Podbeskidzie utrzymuje kontakt z czołówką

    Podbeskidzie utrzymuje kontakt z czołówką

    Marcin Kadziolka / Shutterstock.com

    Marcin Kadziolka / Shutterstock.com

    Bardzo ciekawie ułożyły się wyniki spotkań na zapleczu Ekstraklasy.

    Tak się złożyło, że pierwsze osiem zespołów w obecnej tabeli wygrało swoje spotkania we wczorajszej kolejce.

    Dobra passa trwa

    Nadal niezmiennie na czele znajduje się Raków Częstochowa. Ekipa ta wczoraj odniosła trzecie zwycięstwo z rzędu, lecz na pewno wczorajsze spotkanie należało do najtrudniejszych z nich. Rywalem Rakowa był GKS Katowice, który po wygranej w weekend chciał ruszyć do przodu. Drużyna z Częstochowy mu jednak na to nie pozwoliła i sama zgarnęła komplet punktów. Gospodarze prowadzili już do przerwy po golu Dariusza Formelli, a w drugiej części gry przypieczętowali wygraną, zdobywając drugą bramkę na około 10 minut przed końcem meczu. Autorem trafienia był Patryk Kun. W następnej kolejce Raków pojedzie do Niecieczy na mecz ze spadkowiczem z Ekstraklasy, Bruk-Betem Termalicą.

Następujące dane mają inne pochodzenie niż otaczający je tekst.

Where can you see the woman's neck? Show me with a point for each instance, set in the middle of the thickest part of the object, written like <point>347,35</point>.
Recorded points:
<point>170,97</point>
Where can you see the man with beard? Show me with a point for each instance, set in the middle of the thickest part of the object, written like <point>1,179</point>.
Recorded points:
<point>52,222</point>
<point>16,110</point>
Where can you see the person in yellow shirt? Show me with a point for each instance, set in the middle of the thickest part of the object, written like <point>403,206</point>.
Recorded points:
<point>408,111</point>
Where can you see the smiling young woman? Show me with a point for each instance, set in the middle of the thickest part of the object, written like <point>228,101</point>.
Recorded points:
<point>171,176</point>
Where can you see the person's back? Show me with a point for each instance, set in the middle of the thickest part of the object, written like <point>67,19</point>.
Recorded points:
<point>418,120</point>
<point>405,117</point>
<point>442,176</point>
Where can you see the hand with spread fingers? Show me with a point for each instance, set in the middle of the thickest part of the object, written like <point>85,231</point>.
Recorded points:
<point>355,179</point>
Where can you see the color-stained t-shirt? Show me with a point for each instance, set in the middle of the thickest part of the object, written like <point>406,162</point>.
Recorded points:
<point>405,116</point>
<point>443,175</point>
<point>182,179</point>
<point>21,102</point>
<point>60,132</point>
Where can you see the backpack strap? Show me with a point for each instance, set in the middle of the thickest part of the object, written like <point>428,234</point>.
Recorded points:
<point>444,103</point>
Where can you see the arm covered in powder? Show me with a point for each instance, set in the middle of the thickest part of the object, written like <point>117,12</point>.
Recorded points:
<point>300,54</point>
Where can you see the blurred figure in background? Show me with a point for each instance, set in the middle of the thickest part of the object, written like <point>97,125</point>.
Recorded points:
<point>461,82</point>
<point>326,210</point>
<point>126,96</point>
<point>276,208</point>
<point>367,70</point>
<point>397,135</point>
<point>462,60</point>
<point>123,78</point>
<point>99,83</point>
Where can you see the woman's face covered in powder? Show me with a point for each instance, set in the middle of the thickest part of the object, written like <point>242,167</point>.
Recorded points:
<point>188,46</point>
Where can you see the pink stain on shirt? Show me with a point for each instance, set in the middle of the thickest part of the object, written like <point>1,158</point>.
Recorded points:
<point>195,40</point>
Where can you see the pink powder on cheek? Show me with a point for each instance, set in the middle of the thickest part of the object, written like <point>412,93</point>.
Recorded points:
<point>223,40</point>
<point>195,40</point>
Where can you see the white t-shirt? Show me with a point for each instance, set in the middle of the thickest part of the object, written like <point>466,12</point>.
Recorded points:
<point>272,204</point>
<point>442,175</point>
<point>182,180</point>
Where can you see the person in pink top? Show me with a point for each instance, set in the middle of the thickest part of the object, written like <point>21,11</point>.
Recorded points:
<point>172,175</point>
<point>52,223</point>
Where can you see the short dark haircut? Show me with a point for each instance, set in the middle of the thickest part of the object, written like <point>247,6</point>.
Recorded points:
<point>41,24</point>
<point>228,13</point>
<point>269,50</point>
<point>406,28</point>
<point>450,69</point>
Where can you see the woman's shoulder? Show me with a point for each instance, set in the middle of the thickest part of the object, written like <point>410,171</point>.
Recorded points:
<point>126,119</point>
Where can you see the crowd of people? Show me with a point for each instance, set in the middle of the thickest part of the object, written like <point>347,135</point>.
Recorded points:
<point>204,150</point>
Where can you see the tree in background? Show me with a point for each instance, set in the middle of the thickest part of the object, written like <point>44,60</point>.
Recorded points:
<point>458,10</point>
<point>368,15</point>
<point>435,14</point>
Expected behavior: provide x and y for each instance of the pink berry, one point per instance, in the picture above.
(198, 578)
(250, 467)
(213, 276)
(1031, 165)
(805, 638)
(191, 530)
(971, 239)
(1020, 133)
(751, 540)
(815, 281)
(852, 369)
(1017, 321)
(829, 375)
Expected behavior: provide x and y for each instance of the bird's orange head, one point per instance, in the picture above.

    Spadkowicze w różnych nastrojach

    To właśnie Nieciecza jest tym ze spadkowiczów, który dużo słabiej radzi sobie po spadku z najwyższej klasy rozgrywkowej w Polsce. Wczoraj Bruk-Bet grał w Suwałkach z Wigrami i jeszcze do przerwy remisował 1:1, jednak w drugiej połowie stracił dwa gole i było wiadomo, że drużyna ta przegra. Jeszcze w końcówce Bruk-Bet zdobył gola na 2:3, jednak więcej trafień w tym meczu już nie oglądaliśmy. Lepiej zaprezentowała się wczoraj Sandecja Nowy Sącz, która pokonała Stomil Olsztyn 1:0 po golu Szufryna. Najwyższe zwycięstwo odniósł GKS Tychy, który rozgromił 5:0 Garbarnię Kraków. Mecz był bardzo pechowy dla Krzysztofa Kalemby, który przy stanie 0:0 nie wykorzystał rzutu karnego, a w drugiej połowie ten zawodnik zdobył gola samobójczego. Także Szymon Kobusiński trafił do własnej bramki.

    Wysokie wygrane

    Ważne zwycięstwo odniosło Podbeskidzie, które podejmowało poznańską Wartę i wygrało 4:1. Obie drużyny miały przed meczem 7 punktów, jednak Zieloni mieli rozegrane o dwa spotkania mniej. Bielszczanie do przerwy prowadzili 1:0, a po zmianie stron atakowali równie śmiało, dzięki czemu zdobywali kolejne bramki. Warta zdołała zaliczyć zaledwie jedno trafienie, lecz jak się okazało, było ono jedynie golem honorowym. Poznaniacy są obecnie na 14. miejscu w tabeli, jednak jeśli zagraliby i wygrali swoje dwa zaległe mecze, mogliby nawet wskoczyć na fotel lidera 1. Ligi. Również 4:1 wygrała Chojniczanka Chojnice. Już po 15. minutach było 3:0 dla gospodarzy, a Odra Opole była w fatalnym położeniu. Ostatecznie mecz zakończył się wygraną Chojniczanki 4:1, dzięki czemu ma ona 10 punktów, tak jak Bytovia oraz Podbeskidzie.